The Future of Healing and Regenerative Medicine
In addition to trying to predict which patients are going to have complications, we’re now working on treatments to try to bring the immune system into balance. So for a patient that’s going to be destined to have a poor healing outcome in multiple procedures like my daughter did, if we can treat them early enough, perhaps we can turn them into a patient that’s going to have a great healing outcome the very first time.
Now I’ve been talking about very severe injuries that might happen on a battlefield or perhaps in a motorcycle accident, but we think this approach has applications to a wide variety of different situations. For example, trying to tell an injured runner how quickly they can return to competing without re-injuring themselves or predicting an infection following a surgery. In fact, as we journey from trying to encourage cells into a site of injury to listening to what those cells are trying to tell us, you can imagine there’s a whole new frontier of medicine that may be opening up.

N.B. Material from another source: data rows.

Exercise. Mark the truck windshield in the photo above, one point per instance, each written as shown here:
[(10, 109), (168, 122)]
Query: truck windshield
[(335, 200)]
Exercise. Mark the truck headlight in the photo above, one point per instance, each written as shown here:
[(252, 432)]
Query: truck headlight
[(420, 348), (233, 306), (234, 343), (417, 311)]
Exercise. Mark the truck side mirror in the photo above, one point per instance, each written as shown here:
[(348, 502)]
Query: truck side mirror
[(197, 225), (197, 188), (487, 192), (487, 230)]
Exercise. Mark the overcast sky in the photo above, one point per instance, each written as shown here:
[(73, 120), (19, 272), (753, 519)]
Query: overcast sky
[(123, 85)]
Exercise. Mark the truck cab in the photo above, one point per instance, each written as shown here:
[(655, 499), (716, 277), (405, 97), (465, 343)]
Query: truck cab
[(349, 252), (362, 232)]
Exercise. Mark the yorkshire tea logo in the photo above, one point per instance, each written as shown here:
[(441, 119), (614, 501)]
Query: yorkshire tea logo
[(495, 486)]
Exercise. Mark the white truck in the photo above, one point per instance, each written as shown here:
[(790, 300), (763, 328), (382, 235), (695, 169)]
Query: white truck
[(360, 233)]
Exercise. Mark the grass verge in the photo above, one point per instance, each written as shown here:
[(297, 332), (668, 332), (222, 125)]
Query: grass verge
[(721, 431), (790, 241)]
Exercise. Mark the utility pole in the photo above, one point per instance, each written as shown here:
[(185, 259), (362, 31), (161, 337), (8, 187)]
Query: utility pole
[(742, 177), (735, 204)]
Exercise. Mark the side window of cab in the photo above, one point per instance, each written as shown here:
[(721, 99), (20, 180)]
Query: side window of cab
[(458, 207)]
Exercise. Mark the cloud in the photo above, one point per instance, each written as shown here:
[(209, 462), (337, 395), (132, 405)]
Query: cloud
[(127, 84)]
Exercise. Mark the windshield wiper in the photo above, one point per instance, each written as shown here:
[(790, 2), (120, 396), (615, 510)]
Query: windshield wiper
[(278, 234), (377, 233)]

To prepare for that new frontier, I’m very excited that our next generation of scientists are being trained in bioengineering, immune biology and data science all at the same time. That’s very different than the way I learned many years ago. These immunoengineers are not only learning about the intricate complexities of our immune systems, but they’re trying to develop new therapies and test them to bring our immune systems into balance.
Imagine a future where we are able to listen to our cells so well that doctors can predict complications before they happen and then deliver patient-specific precision therapies to help us heal. Perhaps even bringing into reality that future where metals and plastics are obsolete and tissue regeneration is a reality for everyone. Thanks so much for listening today. Thank you.